“I was a physician,” he whispered.
Zainab pulled back, but he held on.
“In the city, years ago, there was an outbreak. A fever. I was young, arrogant. I thought I could cure everyone. I worked until I was delirious. I made a mistake, Zainab. A calculation error in a tincture. I didn’t kill a stranger. I killed the daughter of the provincial governor. A girl no older than you.”
Zainab felt the air leave the room.
“They didn’t just strip me of my title,” Yusha continued, his voice cracking. “They burned my home. They declared me dead to the world. I became a beggar because it was the only way to disappear. I went to the mosque to find a way to die slowly. But then, your father came. He spoke of a daughter who was ‘useless.’ A daughter who was a ‘curse.’”
He pressed her hands to his face. She felt the wetness of tears—not hers, but his.

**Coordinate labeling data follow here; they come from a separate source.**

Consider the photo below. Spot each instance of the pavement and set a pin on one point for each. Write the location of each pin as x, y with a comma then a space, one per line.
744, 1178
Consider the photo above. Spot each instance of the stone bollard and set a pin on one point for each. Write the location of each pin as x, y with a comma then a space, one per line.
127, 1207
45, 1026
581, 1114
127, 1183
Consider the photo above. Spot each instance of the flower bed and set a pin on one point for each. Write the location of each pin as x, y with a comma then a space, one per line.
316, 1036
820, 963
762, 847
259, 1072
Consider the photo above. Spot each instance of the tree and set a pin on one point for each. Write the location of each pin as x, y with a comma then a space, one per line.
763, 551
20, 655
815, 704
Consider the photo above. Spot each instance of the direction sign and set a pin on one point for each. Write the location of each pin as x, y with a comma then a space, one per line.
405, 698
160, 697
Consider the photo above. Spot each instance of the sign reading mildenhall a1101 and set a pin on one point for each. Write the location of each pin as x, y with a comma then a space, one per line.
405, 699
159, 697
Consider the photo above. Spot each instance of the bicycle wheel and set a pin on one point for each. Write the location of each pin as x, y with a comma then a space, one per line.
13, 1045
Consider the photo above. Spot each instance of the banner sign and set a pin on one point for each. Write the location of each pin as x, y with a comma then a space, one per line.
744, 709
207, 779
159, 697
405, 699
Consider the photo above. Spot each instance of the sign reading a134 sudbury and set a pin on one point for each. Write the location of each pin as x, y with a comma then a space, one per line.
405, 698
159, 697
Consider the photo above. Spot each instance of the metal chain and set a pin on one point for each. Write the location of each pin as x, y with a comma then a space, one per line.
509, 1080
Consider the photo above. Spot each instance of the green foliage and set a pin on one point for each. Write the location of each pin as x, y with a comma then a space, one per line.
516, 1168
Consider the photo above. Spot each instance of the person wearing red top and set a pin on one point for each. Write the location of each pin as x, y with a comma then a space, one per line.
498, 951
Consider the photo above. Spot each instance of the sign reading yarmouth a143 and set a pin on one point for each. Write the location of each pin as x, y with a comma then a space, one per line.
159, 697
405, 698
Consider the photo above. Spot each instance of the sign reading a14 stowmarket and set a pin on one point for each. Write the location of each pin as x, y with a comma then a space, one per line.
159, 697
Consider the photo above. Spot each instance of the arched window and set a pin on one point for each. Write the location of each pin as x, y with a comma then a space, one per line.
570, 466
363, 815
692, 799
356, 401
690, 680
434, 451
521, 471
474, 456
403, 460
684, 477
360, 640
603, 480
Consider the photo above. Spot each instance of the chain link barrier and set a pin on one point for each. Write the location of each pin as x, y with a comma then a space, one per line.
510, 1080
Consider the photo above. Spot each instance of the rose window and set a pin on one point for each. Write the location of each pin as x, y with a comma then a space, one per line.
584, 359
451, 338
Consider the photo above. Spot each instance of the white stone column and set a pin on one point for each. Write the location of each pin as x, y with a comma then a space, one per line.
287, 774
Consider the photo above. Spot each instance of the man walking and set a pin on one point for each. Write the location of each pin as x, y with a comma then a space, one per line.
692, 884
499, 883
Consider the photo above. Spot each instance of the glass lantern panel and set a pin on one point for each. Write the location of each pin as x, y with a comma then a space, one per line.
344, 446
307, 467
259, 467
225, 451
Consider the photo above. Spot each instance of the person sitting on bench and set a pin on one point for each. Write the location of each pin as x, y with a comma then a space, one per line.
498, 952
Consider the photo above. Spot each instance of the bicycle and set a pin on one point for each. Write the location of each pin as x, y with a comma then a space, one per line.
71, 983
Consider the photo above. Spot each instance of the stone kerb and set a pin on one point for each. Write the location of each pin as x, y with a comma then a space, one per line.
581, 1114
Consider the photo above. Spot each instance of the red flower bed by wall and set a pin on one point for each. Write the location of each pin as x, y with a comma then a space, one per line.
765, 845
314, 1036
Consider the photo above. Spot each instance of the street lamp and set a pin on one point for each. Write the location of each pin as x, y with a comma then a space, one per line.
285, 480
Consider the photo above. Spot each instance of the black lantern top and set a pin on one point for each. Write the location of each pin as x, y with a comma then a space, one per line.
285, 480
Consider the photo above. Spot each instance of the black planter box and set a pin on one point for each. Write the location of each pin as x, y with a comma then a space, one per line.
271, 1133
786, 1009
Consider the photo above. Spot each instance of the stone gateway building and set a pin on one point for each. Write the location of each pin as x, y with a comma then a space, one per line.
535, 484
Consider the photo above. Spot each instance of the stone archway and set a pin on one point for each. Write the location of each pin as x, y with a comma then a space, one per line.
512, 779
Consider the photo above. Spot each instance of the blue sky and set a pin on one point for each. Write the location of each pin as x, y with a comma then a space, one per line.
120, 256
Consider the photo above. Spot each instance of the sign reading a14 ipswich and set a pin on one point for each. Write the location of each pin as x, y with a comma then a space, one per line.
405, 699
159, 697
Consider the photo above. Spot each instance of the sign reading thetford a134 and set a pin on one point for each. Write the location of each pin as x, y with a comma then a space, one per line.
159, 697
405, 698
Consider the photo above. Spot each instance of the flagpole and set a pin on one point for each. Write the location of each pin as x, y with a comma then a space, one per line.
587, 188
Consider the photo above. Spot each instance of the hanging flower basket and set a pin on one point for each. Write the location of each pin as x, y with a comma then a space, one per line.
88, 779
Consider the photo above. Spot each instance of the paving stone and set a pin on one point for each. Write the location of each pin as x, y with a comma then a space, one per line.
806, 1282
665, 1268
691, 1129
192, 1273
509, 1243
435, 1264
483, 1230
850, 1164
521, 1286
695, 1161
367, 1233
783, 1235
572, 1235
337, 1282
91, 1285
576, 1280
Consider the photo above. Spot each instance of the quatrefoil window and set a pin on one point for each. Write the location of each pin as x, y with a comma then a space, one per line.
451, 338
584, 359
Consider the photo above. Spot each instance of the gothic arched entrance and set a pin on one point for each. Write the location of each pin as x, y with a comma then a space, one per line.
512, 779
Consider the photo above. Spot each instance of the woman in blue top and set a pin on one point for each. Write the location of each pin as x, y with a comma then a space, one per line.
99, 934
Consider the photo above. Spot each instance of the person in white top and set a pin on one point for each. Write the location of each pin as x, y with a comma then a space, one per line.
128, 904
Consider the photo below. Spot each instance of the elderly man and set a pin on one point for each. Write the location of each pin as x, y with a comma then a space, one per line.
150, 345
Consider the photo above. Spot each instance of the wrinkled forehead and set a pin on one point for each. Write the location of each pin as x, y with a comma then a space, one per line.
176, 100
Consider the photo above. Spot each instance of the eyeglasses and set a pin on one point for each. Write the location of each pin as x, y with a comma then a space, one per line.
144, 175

“I didn’t take you because I was paid, Zainab. I took you because when he described you, I realized we were the same. We were both ghosts. I thought… I thought if I could protect you, if I could make you see the world through my words, maybe I could earn my soul back. But then I fell in love with the ghost. And that was never part of the plan.”
Zainab sat frozen. The betrayal was there, yes—the lie of his identity—but it was wrapped in a truth so much more painful. He wasn’t a beggar by fate; he was a beggar by choice, a man living in a self-imposed purgatory.
“The fire,” she whispered. “Aminah mentioned a fire.”
“My past burning,” he said. “I have nothing left of that man, Zainab. Only the knowledge of how to heal. I’ve been treating the sick in the village at night, in secret. That’s where the extra copper comes from. That’s how I bought your medicine last week.”